Key Takeaways for Metadata Management
Democratizing data may sound like a good idea, but finding the right balance between control and freedom is challenging because it requires the establishment of clear governance policies, strong enforcement processes, and the implementation of the right technology.
Data democratization forces organizations to rethink their approach to data governance, in which metadata management plays a crucial role.
Like a library, metadata management bridges the gap between what users perceive about the data with the actual physical data in the data platform. This is particularly true because knowledge of data tends to be possessed only by technical individuals. Good metadata management will foster data literacy and enforce discipline across the board.
With metadata management in place, the following benefits can be achieved:
- Projects can be delivered faster since data analysts, data scientists, and engineers can find the data they need more quickly.
- Breaking down information silos as knowledge of data is accessible by everyone.
- Quality of data can be gradually assured because quality metrics can be clearly monitored on key data.
- Compliance with laws and regulations by correctly categorizing sensitive information.
- Efficient use of computing and storage resources.

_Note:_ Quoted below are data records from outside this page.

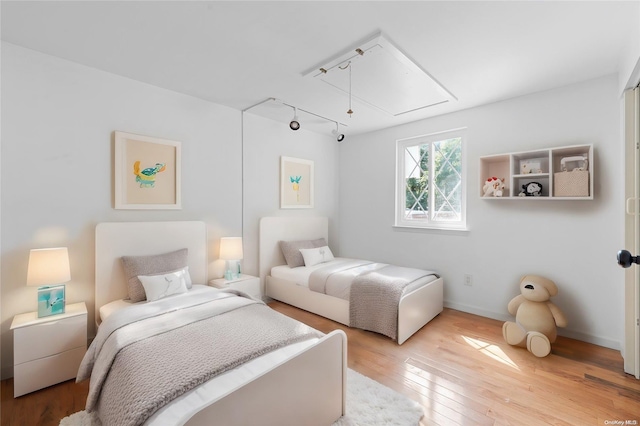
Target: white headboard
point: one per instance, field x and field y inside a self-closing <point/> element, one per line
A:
<point x="286" y="228"/>
<point x="117" y="239"/>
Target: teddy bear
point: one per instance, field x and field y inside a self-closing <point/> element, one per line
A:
<point x="493" y="187"/>
<point x="536" y="316"/>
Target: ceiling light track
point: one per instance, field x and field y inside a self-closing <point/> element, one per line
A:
<point x="295" y="124"/>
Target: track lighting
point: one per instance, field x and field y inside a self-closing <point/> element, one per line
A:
<point x="339" y="136"/>
<point x="294" y="124"/>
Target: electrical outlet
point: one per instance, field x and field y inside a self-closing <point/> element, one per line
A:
<point x="467" y="280"/>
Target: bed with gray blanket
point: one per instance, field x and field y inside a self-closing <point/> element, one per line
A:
<point x="391" y="300"/>
<point x="193" y="354"/>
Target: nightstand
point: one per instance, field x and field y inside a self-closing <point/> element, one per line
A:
<point x="48" y="350"/>
<point x="247" y="283"/>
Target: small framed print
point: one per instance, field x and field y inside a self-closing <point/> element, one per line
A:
<point x="296" y="183"/>
<point x="51" y="300"/>
<point x="146" y="172"/>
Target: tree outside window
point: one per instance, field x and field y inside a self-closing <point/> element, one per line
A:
<point x="431" y="181"/>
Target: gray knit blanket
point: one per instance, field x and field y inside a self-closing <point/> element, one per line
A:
<point x="373" y="290"/>
<point x="142" y="359"/>
<point x="375" y="298"/>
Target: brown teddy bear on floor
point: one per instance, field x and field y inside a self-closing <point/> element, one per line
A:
<point x="536" y="317"/>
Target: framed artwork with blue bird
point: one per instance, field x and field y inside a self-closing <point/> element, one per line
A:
<point x="147" y="172"/>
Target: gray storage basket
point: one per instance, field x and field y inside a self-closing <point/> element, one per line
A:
<point x="571" y="184"/>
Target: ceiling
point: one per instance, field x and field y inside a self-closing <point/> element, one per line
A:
<point x="240" y="53"/>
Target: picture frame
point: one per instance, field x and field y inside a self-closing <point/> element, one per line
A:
<point x="147" y="172"/>
<point x="51" y="300"/>
<point x="296" y="183"/>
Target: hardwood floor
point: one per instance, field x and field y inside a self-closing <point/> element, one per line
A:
<point x="457" y="366"/>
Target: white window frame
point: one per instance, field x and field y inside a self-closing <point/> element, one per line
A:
<point x="400" y="199"/>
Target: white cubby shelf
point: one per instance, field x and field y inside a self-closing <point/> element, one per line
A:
<point x="540" y="165"/>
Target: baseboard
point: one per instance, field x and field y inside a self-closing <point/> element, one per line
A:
<point x="584" y="337"/>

Because of its complexity, metadata management may require a great deal of commitment and investment, however, most enterprises are convinced that the costs are justified. As our experience in Telkomsel, building a metadata management system was seen at first as a high-cost initiative with less tangible business value, but along the way as people’s trust in the data improved and resources could be saved by performing things more efficiently, the investment would start to pay off.